Figure 4

HRG-induced expression of the candidate transcription factors. (A) MCF-7 cells were treated with 10 nM HRG or EGF. Cell lysates were assayed for expression of EGR4 and c-FOS proteins using Western blot analysis. A representative figure of two independent experiments is shown. (B-D) HRG-induced expression of mRNA and protein associated with the AP-1 protein. HRG-treated cell lysates were immunoprecipitated using c-FOS antibody and subjected to Western blot analysis. Blots were then probed using an antibody against c-JUN or FRA-1. A representative figure of two independent experiments is shown. Mean values of quantified bands are shown with bars ± range (B). HRG-induced mRNA expression of c-JUN obtained by qRT-PCR (upper) and GeneChip (lower graph) analyses (C). HRG-treated MCF-7 cell lysates were immunoprecipitated using c-FOS, FRA-1 (D) or FHL2 (E) antibody. Immuno-complexes were detected using an antibody against c-FOS, FRA-1 or FHL2. The data are representative of two independent experiments.

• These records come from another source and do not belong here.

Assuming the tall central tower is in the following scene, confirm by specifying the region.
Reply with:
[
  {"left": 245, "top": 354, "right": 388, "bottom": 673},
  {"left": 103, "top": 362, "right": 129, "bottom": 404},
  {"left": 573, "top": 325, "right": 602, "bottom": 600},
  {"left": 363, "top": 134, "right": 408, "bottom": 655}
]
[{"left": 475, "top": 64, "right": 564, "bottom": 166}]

Mean values of quantified bands are shown with bars ± range. (F) EMSA analysis of FHL2 DNA-binding ability. ³²P-labeled -318 TRE oligonucleotide probe, the sequence of which is present within the FOSL-1 promoter region, was incubated with HRG-treated cellular nuclear extract. For the competition assay, nuclear extracts were incubated with a 50-fold molar excess of unlabeled probe prior to use in the EMSA experiment. The -318 TRE sequence incubated with nuclear extract was observed in the control lanes and 'shift' bands indicate protein-nucleic acid complex formation. Supershift experiments of the complexes formed with the consensus -318 TRE sequence using FHL2 antibody.